Every tree-frog is obligated to sing.
Every sound has an echo in the canyon.
Every pine drops its needles to the forest floor.
Creation’s whispered breath at dusk comes
with a frost and leaves within dawn’s faint mist,
for all of existence remains perfect, adorned,
with a dead sparrow on the ground. –“Perfection” by R.H. Peat

The photo above is the first in the series. I even photographed a dead sparrow I happened across one afternoon. There was nothing poetic about that image, so we can probably forget about adding the last line to the series–unless I approach it less literally.

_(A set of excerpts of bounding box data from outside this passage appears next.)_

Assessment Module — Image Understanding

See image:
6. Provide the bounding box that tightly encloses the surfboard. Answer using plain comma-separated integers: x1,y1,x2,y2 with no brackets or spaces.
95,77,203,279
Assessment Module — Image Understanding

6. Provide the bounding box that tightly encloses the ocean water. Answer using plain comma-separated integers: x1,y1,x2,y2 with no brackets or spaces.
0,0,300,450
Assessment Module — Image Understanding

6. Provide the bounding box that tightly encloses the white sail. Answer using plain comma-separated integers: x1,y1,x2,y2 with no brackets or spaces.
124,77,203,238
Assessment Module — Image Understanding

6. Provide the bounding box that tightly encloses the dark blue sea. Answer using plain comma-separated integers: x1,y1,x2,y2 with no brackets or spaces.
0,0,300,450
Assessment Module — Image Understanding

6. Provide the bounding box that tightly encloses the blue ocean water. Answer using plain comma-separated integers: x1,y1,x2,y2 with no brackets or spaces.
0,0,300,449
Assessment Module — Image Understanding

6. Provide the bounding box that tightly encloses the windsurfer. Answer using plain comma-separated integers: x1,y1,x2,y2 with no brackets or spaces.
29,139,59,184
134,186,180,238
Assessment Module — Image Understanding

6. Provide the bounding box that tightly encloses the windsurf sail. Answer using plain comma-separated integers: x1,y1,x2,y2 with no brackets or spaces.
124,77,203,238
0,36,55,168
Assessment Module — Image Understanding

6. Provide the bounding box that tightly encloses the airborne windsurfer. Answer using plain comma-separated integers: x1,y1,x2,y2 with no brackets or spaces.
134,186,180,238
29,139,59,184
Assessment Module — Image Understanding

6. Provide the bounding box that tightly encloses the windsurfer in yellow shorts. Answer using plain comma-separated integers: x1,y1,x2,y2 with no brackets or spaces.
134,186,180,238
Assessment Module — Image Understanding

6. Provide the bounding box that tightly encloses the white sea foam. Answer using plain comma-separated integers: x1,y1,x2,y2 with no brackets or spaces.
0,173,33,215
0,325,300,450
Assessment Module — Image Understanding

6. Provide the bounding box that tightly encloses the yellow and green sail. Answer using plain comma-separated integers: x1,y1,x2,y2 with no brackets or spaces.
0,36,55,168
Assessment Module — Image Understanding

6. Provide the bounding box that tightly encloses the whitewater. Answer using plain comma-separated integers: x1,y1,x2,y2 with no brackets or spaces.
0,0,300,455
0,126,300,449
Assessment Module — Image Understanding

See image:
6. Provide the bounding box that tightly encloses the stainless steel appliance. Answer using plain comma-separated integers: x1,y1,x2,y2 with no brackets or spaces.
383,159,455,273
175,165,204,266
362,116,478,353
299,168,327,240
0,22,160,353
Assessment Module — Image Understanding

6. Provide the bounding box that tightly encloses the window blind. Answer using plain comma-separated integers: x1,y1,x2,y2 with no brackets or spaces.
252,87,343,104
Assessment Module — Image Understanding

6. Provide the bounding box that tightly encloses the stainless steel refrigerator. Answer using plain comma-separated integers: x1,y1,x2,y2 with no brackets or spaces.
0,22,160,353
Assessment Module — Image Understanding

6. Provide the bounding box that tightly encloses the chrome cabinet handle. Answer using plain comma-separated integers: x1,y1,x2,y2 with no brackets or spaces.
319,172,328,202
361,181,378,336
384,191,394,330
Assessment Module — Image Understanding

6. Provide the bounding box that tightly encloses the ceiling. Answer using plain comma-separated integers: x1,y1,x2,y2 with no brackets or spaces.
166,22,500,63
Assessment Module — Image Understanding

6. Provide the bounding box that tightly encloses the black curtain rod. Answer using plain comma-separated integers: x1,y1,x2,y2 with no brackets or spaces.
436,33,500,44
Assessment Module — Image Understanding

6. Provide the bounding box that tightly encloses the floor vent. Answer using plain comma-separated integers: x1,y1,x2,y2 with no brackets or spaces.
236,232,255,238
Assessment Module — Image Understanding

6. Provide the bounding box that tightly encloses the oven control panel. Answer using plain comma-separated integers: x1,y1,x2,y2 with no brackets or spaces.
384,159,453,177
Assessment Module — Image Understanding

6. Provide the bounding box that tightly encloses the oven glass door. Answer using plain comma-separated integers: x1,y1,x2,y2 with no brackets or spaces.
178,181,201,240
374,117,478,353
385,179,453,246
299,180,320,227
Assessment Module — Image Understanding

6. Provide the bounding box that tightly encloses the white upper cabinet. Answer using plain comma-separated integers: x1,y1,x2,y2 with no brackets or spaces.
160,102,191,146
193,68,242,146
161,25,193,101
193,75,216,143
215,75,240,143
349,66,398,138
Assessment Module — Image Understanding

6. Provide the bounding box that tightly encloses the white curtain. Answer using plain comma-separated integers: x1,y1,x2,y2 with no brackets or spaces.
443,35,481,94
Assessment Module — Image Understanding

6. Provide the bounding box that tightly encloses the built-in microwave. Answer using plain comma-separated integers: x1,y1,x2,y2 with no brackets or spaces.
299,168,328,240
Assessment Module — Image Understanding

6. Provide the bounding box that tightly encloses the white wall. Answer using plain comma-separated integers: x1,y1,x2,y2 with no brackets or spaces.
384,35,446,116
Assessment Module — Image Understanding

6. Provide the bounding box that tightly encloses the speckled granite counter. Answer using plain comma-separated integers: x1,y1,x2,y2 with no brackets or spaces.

The incongruity between the poetic lines and the actual image of the sparrow reminds me of our tendency to use language to “pretty up” some really “jacked up” aspects of life. I’m learning that such language doesn’t minimize the ugliness and does little, if anything, to help. In some instances, what appears to be encouragement or inspiration is actually damaging. There’s nothing glamorous about struggle. Nothing to celebrate in being strong enough to withstand the blows. People who struggle with mental and/or physical illnesses don’t need platitudes. They need help. They need support. They need love. It is easier to come to grips with life when we realize, no matter how hellish, life is just that. . .life.

Isn’t that the point of Peat’s poem? Life with all its “stuff” happens to us all–whether we’re good, bad, nice, nasty, or somewhere in between. That is part of our messy, perfect existence in this world.